Dipping at random into the book reinforces this view. It may be interesting to know that anyone who swears negligently needs to sacrifice a ewe or a nanny goat, and if they cannot afford it, two pigeons, and if they cannot afford the pigeons, two kilos of flour (5:4-12), that they can eat grasshoppers (11:22) but not rabbits (11:6), or that a woman between twenty and sixty years old was valued at 30 shekels but in her teens at only ten (27:4-5). The first sixteen chapters give a fascinating insight into how the Temple was supposed to operate (with a long digression from chapters 11 to 15 about cleanness and uncleanness). But is this useful for us today?
Of course, background reading is seldom completely wasted. In Luke's description of Mary's purification (Luke 2:24), we can infer from Leviticus 12:8 that she was not a wealthy person. What 'showing yourself to the priest' entailed for the cured leper is described in all its curious detail in Lev. 14:2-10. The writer to the Hebrews assumes that we have read Lev. 16 and know all about the Day of Atonement, yom kippur: the scapegoat (16:21-22) sent off into the desert to carry away the sins of the people is the image behind Isaiah's vision of the Servant who has borne our infirmities. "All we like sheep have gone astray..., and the Lord has laid on him the iniquity of us all." (Is. 53:6)
For this kind of background, though, we could as easily (perhaps even more easily!) refer to a good textbook or encyclopædia. So is there anything in the remainder of the book which we as Christians ought to read?
We know from Jesus and from the Acts of the Apostles that the Temple would be, and has been, superseded. And with it, the laws about what is clean and unclean. The Sabbath laws no longer held, just as the laws in Lev. 24 about the holiness of the offering bread in the Temple could be broken (Matt 12:3-4).
One section of the book stands out as less ritualistic than the rest. Chapter 19 contains the words "You shall be holy, for I the Lord your God am holy," and from this, scholars have given the name 'Holiness Code' to chapters 17-26. Much of this code, too, deals with ritual matters, and with matters related to the society of the time.
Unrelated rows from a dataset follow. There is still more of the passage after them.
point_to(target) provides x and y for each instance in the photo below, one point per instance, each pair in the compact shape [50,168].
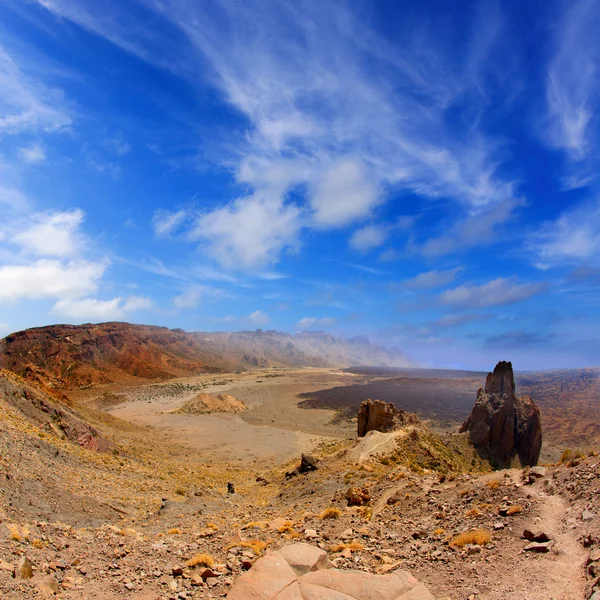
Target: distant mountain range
[74,356]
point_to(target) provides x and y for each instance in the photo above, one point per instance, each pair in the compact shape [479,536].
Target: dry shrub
[15,534]
[479,537]
[354,546]
[331,513]
[255,525]
[257,546]
[201,560]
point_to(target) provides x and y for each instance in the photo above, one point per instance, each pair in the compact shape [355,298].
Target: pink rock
[269,576]
[304,558]
[361,585]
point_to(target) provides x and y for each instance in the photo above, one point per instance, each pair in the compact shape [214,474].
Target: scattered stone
[538,536]
[47,587]
[538,547]
[308,463]
[382,416]
[358,496]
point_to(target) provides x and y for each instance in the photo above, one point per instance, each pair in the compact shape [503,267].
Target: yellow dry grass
[331,513]
[479,537]
[354,546]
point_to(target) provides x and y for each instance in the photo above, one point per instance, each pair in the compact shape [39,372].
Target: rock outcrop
[301,571]
[376,415]
[503,425]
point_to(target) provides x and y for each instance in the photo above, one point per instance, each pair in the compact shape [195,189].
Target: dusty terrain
[151,515]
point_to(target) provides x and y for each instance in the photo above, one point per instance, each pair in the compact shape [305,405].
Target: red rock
[502,425]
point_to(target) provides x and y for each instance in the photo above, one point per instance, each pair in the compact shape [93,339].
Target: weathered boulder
[376,415]
[302,572]
[503,425]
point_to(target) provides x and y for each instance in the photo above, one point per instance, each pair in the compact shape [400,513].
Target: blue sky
[423,173]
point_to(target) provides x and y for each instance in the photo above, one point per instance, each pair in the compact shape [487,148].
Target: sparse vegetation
[478,537]
[331,513]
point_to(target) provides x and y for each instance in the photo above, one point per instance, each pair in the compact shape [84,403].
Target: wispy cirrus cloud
[334,111]
[26,104]
[573,91]
[433,279]
[497,292]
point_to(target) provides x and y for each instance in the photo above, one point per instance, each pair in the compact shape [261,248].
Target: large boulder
[376,415]
[303,572]
[503,425]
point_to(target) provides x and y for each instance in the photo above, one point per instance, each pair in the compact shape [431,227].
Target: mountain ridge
[72,356]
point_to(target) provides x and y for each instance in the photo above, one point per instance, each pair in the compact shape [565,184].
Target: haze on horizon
[424,175]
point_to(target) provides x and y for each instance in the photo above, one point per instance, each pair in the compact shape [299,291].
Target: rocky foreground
[142,519]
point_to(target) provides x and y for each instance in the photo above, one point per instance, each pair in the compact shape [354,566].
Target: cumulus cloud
[166,222]
[258,318]
[33,155]
[344,193]
[47,278]
[494,293]
[432,279]
[51,234]
[319,88]
[572,238]
[478,229]
[250,232]
[314,322]
[101,310]
[369,237]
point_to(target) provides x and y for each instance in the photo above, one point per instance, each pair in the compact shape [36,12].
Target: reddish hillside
[74,356]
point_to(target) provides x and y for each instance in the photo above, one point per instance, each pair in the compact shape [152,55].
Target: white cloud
[498,292]
[250,232]
[369,237]
[52,234]
[319,88]
[26,105]
[314,322]
[47,278]
[258,318]
[432,279]
[13,198]
[191,297]
[573,83]
[33,155]
[478,229]
[99,310]
[344,193]
[572,238]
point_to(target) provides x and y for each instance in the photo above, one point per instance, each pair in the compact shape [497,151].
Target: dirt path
[558,575]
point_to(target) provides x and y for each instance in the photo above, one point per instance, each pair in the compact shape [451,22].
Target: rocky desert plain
[140,463]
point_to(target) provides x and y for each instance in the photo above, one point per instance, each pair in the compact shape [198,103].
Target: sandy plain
[274,428]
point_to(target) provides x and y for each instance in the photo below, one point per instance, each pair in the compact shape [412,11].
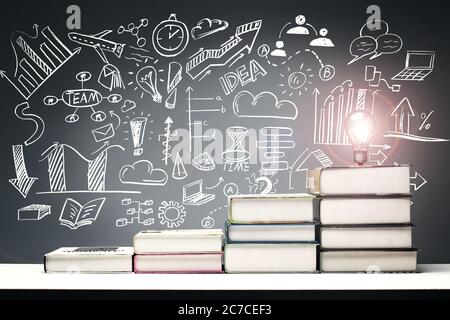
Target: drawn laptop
[418,65]
[193,194]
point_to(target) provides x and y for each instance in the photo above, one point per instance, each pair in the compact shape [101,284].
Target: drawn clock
[170,37]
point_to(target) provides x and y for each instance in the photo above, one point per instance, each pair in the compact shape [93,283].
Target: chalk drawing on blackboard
[22,182]
[418,65]
[171,214]
[274,142]
[83,99]
[417,181]
[140,212]
[33,212]
[134,30]
[142,173]
[75,215]
[263,105]
[96,169]
[128,105]
[326,71]
[170,37]
[204,162]
[374,42]
[37,57]
[307,160]
[20,112]
[201,63]
[206,27]
[342,100]
[230,189]
[193,194]
[402,115]
[179,171]
[98,43]
[296,80]
[375,78]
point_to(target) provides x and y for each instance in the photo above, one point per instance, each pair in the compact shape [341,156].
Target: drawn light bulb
[147,79]
[360,126]
[137,126]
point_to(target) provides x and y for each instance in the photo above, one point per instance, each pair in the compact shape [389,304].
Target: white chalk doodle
[206,27]
[37,58]
[82,99]
[140,212]
[193,194]
[263,105]
[33,212]
[143,173]
[96,169]
[418,65]
[274,142]
[374,77]
[374,42]
[171,214]
[402,115]
[99,43]
[170,37]
[201,63]
[134,30]
[74,215]
[179,171]
[21,112]
[22,182]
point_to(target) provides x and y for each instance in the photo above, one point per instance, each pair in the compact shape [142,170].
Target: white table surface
[32,276]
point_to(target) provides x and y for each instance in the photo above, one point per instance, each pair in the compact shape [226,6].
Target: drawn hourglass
[236,152]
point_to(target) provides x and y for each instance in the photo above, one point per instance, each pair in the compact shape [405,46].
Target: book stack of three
[271,233]
[365,219]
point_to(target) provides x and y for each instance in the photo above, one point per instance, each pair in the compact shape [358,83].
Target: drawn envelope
[103,133]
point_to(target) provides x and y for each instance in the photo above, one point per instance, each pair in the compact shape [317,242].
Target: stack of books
[271,233]
[178,251]
[365,219]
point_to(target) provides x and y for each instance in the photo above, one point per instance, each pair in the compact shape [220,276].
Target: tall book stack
[365,219]
[271,233]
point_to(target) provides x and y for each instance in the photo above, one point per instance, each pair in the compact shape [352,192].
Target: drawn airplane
[97,42]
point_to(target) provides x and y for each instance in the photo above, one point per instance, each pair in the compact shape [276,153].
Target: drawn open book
[75,215]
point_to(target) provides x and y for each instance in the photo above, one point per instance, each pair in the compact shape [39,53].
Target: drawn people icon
[300,28]
[279,51]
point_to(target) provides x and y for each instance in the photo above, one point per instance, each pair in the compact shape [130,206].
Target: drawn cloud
[206,27]
[264,105]
[142,173]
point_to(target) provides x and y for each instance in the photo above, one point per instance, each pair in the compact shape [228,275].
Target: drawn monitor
[193,194]
[418,65]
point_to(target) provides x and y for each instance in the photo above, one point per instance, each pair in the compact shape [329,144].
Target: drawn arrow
[23,182]
[378,157]
[218,184]
[403,109]
[419,181]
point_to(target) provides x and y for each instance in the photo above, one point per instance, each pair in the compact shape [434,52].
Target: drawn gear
[171,213]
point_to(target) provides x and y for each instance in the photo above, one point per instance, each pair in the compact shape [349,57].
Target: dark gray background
[422,26]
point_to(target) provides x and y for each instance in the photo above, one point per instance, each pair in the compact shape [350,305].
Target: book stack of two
[365,219]
[271,233]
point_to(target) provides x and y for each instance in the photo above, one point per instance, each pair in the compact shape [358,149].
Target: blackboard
[83,129]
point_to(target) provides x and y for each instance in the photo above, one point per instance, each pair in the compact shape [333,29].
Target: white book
[271,232]
[369,261]
[373,210]
[279,258]
[178,241]
[275,208]
[89,259]
[356,237]
[359,180]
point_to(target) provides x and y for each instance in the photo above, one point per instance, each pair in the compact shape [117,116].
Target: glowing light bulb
[360,127]
[147,79]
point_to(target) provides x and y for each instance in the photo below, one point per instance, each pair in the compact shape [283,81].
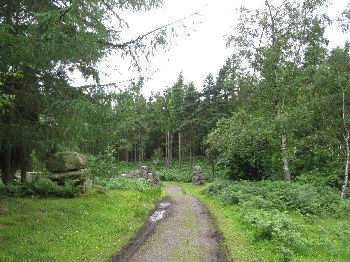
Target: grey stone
[198,177]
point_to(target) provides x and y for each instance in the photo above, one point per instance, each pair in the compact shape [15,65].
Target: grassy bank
[253,233]
[88,228]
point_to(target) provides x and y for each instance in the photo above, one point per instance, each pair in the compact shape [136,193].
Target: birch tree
[272,42]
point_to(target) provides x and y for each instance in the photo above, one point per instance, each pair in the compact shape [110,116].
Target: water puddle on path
[160,212]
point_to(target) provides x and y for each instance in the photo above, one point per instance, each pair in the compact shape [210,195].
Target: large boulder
[198,177]
[66,162]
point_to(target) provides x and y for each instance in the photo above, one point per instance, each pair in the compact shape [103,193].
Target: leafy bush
[109,167]
[173,173]
[304,198]
[124,183]
[42,187]
[275,226]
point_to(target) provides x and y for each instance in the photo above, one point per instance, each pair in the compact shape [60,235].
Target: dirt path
[186,234]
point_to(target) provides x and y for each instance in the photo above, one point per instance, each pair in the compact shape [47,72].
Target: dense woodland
[270,128]
[278,108]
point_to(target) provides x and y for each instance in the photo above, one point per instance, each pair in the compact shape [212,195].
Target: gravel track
[186,234]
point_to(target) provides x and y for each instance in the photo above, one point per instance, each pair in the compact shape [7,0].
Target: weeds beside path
[187,233]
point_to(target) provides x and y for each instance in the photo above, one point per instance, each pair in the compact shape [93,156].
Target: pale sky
[197,54]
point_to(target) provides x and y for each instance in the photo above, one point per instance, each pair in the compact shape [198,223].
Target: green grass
[89,228]
[327,237]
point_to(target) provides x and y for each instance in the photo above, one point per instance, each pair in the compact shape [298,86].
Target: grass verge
[327,237]
[89,228]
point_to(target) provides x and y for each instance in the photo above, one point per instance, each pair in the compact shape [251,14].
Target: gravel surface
[186,234]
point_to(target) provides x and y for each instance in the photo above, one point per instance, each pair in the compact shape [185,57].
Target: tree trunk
[346,138]
[284,150]
[7,175]
[347,162]
[135,152]
[180,155]
[171,148]
[167,149]
[191,160]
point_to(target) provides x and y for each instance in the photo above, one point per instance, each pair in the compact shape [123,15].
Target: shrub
[304,198]
[41,186]
[124,183]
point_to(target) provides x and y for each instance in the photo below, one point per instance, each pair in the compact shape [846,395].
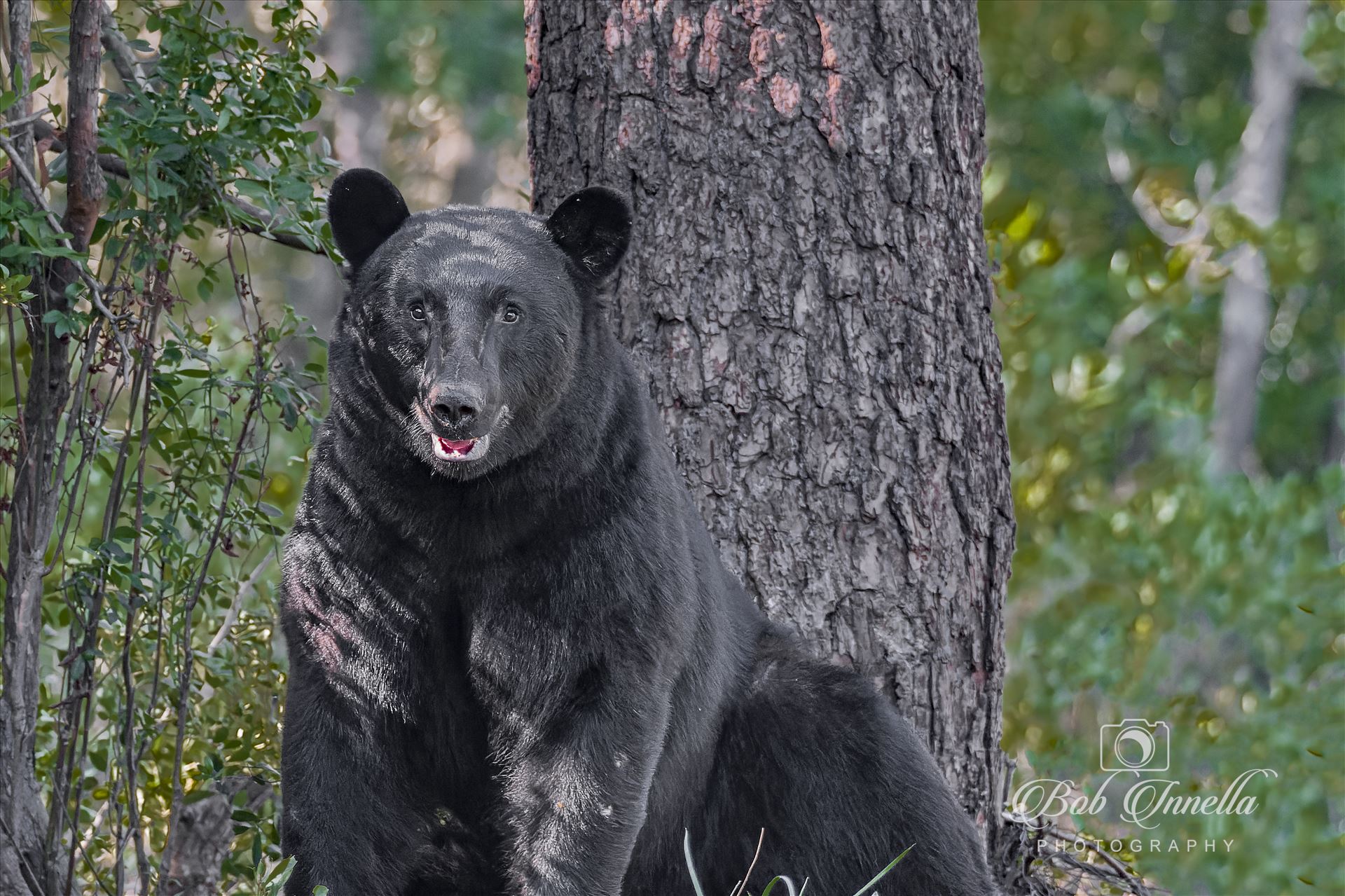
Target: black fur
[529,673]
It is almost impossible for us today to find a basis for saying that some of the code is useful, some is not.
While we can agree with some verses ("You shall not render an unjust judgment; you shall not be partial to the poor or defer to the great" (19:15)), and might feel others are 'a good idea' even if a bit impractical ("You shall not gather the fallen grapes of your vineyard; you shall leave them for the poor and the alien" (19:10)), others have no place in modern society ("You shall not keep the wages of a labourer until morning" - weekly or monthly pay not allowed! (19:13) "You shall not marry a woman as a rival to her sister while her sister is still alive" (18:18) - bigamy otherwise is not wrong.) Some of the prohibitions seem bizarre to us - growing two crops in the same field (19:19), trimming the edges of one's beard (19:27). And some seem illogical: why forbid some forms of activity (with one's uncle's wife, for example) but not others (pædophilia is nowhere mentioned)?
We can learn from Leviticus, but we should not be enslaved by it. The Law, said Paul, was good, but as a tutor leading us to Christ. From Christ we learn the law of love, and the true way of atonement - not with the blood of cattle and sheep, but in union with him who carried our own nature on the cross and through the grave. Through his death and resurrection, we are no longer slaves, but free! Praise him!